I drove along at break-neck speed. The stretch of Mysore road near Bapujinagar sees the worst of the bus and lorry traffic with only a single lane on both sides available for buses and lorries to snake through. If you are on a two-wheeler you are either stressed with the narrow space available to you on the left where you have to deal with sudden and rough road edges, or you have a field time weaving in and out between the big vehicles, feeling almost like elves taking on Oliphaunts. From a nervous starter on a bike a month back I can say I strictly belong to the latter category now.
I stayed on the left for the most part, cutting past the buses and lorries while sidestepping the road edges by inches, before maneuvering to the right between a bus and a lorry, inviting angry honks from the cut off lorry. On the right there were more big ones from the opposite side- buses, lorries and tempo travellers trying to beat each other before the bottleneck of Bapujinagar. I stayed a narrow course on 3rd gear, at a steady 30 Kph between the big vehicles on both sides before the traffic from across tried to merge in. The speed went up as I noticed a narrow gap between a bus that was stopping, a Maruti omni that was turning right from the opposite direction and was waiting for me to pass and another lorry behind the bus which I figured would block the auto trying to make a quick left. The calculation was precise and I just made it in a narrow gap before I sped along to take on a bus climbing up the hill, along with scores of other two-wheelers, like a clan of hyenas trying to take down a fleeing elephant separated from its herd.
The bus done, the road widened into a massive 4 lane stretch where there were more vehicles trying to climb up the hill. All of them were raced past before Guddadahalli was passed and the road narrowed again. This is the most treacherous part of Mysore Road where the traffic is also higher and moves along at a weird pace, faster than it normally does for that volume. Buses have stops on the left and tend to swerve left without notice, while on the left, there is a fall of at least a few inches at the edge of the road where you are likely to lose control if caught on the wrong foot.
I sped along. There was only one bus with a lone Activa on its left. I sped up to the bus and tried to take him from the right. The median was too close by. I moved to the left. The Activa had positioned himself right in the middle between the bus and the edge of the road. I honked. It was my right of way and no one was going to deny it. He did not budge. The bus and the Activa were going at the same pace, the Activa barely managing to stay on the road. I let out a long angry honk trying to induce him to speed up and overtake the bus. Still nothing. Forced to reduce speed I fell behind the Activa waiting for the road to widen before I could overtake.
The gear dropped to the 2nd and I felt myself losing it. An angry honk followed. I swore at the man inside my helmet. I kept on with sudden advances at the vehicle. There was nothing to go on. I imagined being next to the guy and kicking his Activa out of the way. These are the ones who are slowing Bangalore traffic. These are the kind of drivers that should be banned. You can only do that much to improve the traffic. The ultimate solution is to eliminate all slow driving. It sounded right.

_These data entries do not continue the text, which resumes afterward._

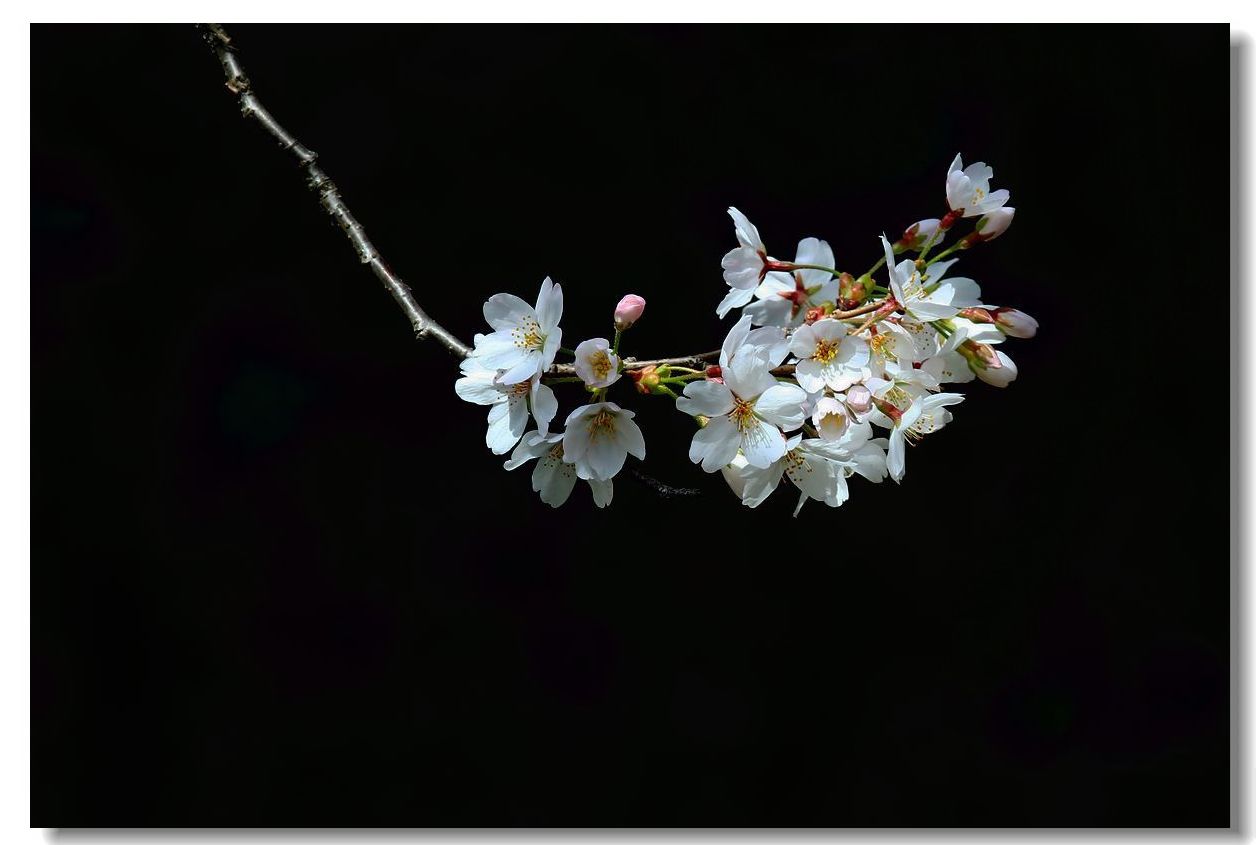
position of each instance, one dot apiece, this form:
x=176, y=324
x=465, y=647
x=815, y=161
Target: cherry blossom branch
x=238, y=83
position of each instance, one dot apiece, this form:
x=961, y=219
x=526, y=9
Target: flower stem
x=814, y=266
x=945, y=252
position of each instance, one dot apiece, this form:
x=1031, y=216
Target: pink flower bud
x=994, y=224
x=1000, y=376
x=1016, y=324
x=859, y=398
x=917, y=234
x=628, y=310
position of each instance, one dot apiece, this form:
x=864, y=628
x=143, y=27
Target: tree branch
x=238, y=83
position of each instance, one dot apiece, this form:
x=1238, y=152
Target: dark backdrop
x=278, y=579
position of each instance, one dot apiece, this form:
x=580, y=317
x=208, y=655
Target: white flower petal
x=763, y=443
x=505, y=312
x=781, y=404
x=716, y=445
x=706, y=398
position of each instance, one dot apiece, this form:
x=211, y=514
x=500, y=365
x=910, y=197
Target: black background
x=279, y=580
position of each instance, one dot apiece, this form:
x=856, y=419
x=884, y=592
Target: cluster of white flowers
x=819, y=360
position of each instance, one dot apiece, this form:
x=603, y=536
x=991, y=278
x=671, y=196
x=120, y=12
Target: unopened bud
x=852, y=291
x=830, y=418
x=918, y=234
x=1016, y=324
x=976, y=314
x=994, y=224
x=1000, y=376
x=628, y=312
x=859, y=398
x=887, y=408
x=646, y=379
x=984, y=353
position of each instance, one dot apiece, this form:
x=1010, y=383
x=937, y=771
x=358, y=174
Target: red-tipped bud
x=1000, y=376
x=859, y=398
x=918, y=234
x=887, y=408
x=628, y=312
x=984, y=353
x=1015, y=324
x=976, y=314
x=852, y=291
x=646, y=379
x=994, y=224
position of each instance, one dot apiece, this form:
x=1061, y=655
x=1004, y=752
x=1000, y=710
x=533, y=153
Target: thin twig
x=666, y=491
x=238, y=83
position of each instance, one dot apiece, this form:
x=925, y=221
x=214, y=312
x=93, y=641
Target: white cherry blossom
x=923, y=416
x=828, y=355
x=771, y=343
x=595, y=364
x=510, y=403
x=599, y=437
x=967, y=188
x=746, y=412
x=744, y=266
x=525, y=339
x=928, y=299
x=554, y=477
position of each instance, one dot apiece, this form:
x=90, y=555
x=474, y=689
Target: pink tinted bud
x=1000, y=376
x=984, y=353
x=976, y=314
x=994, y=224
x=1016, y=324
x=859, y=398
x=918, y=232
x=628, y=310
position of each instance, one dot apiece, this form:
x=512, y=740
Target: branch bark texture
x=250, y=106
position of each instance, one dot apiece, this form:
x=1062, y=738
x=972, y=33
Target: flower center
x=742, y=414
x=825, y=350
x=602, y=423
x=925, y=425
x=528, y=334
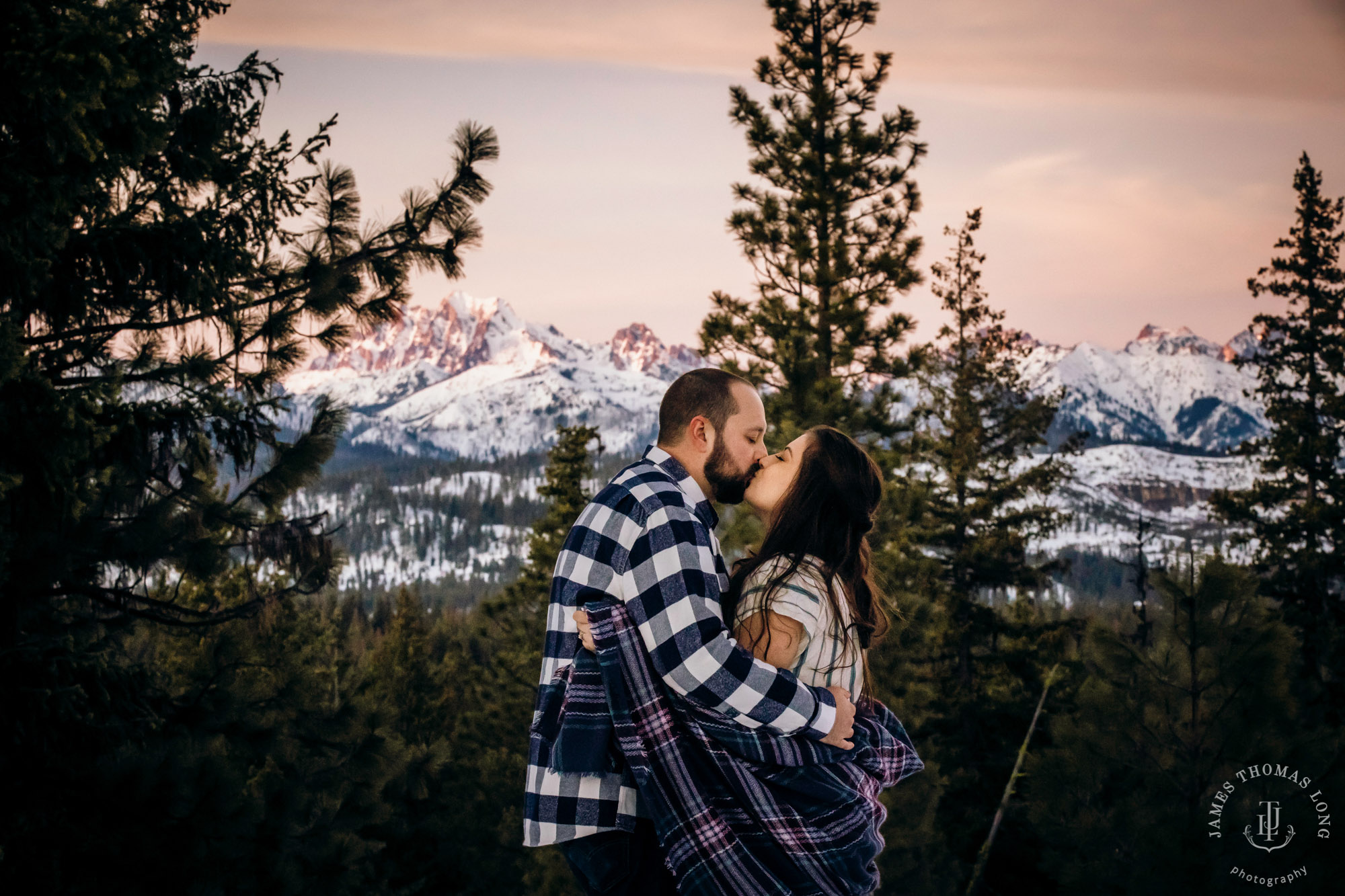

And then, there was a gap. The man immediately moved to the left giving me way to pass. I sped in and as I passed, turned around to look at the man- the object of my utter fury. It was an elderly man, easily in his 60s. And instead of obstinacy all I could see on his face was a trace of fear. At having to be in such close quarters to an unruly bus with a 6 inch drop on his left.
Without a word, I moved on, ashamed at my own reaction to what eventually amounted to less than a minute’s delay, a gain which would have been wiped out at the next big traffic junction. Moments spent in the bus gazing out at traffic are spent swearing that I’d never be one of those drivers, cutting across, speeding along and whizzing past others at unsafe speeds. And the moment I am on the bike, I realised I was becoming one of them – adding to the insanity in an already insane and unsafe environment.
And where was I in such a hurry to go? I couldn’t even remember the destination. There wasn’t any in particular. What is it that was driving me mad? It definitely wasn’t that I was late for something. Was it just a simple thing that I could not do as I pleased on the road and someone’s slowness was the reason? Or was it just our normal reaction to anyone whom we consider slow?
The last one is sadly our reaction to anyone in every walk of life. The colleague who can’t follow what we are saying and needs to be explained slowly, the man at the ATM who is reading through all instructions and thinking ten times before pressing the next button, or the one who’s at the head of the queue and takes longer than usual because she has a set of ‘dumb’ questions to ask.
Either way, the lesson was learnt, and more than for the sake of others or the traffic I resolved not to end up that way for my own sanity. It’s meant less cutting through unsafely, a lot less honking unless someone is on the phone while driving or crossing the road, (in which case I go closer and give them a long, deliberate one, just for the love of it!) and a lot more patience on the road while respecting others’ choice of speed or driving ability.
But of course, I still swear under my helmet, but mostly at people on the phone, cutting through or trying to make a quick one across the road before the signal…oh well, you know the kind!